No it does not provide equivalent functionality to jetspeed or liferay. In fact their FAQ says:

Is Pluto an Enterprise Portal?
No, the Pluto project aims to provide a Java Specification compliant Portlet Container. In order to support the container, the Pluto project provides a simple portal, however, this does not provides optional services such as single sign on. If you are looking for an Open Source enterprise Portal implementation, there are several available. Apache Jetspeed is an enterprise portal hosted by the Apache Software Foundation. Sakai and uPortal are both educational portals which utilize Pluto as their container. There are many other open source portals.
http://portals.apache.org/pluto/faq.html

So for an enterprise class portal Geronimo users should be encouraged to look into one of those solutions.

For simple a portal application like the admin console, and for portlet development and testing purposes I think pluto's portal driver provides an ideal lightweight solution. And technically speaking there's nothing that prevents a geronimo user from installing multiple portal solutions alongside pluto.

I've been hoping that now that jetspeed has m2-ized their build we might be able to pursue jetspeed integration again.

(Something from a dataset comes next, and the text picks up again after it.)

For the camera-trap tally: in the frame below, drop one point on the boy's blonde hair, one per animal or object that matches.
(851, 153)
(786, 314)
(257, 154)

As mentioned above pluto doesn't claim to provide an enterprise class solution. It's very lightweight and really intended for simple portal apps and for portlet development / testing. As long as the portlets are written against the JSR 168 api they should be portable across the portal containers. So by all means let's continue to pursue integration with jetspeed, liferay, etc. We can put all these goodies into sandbox/portals for now and then later decide if we want to migrate the useful parts into server/trunk or create a new subproject.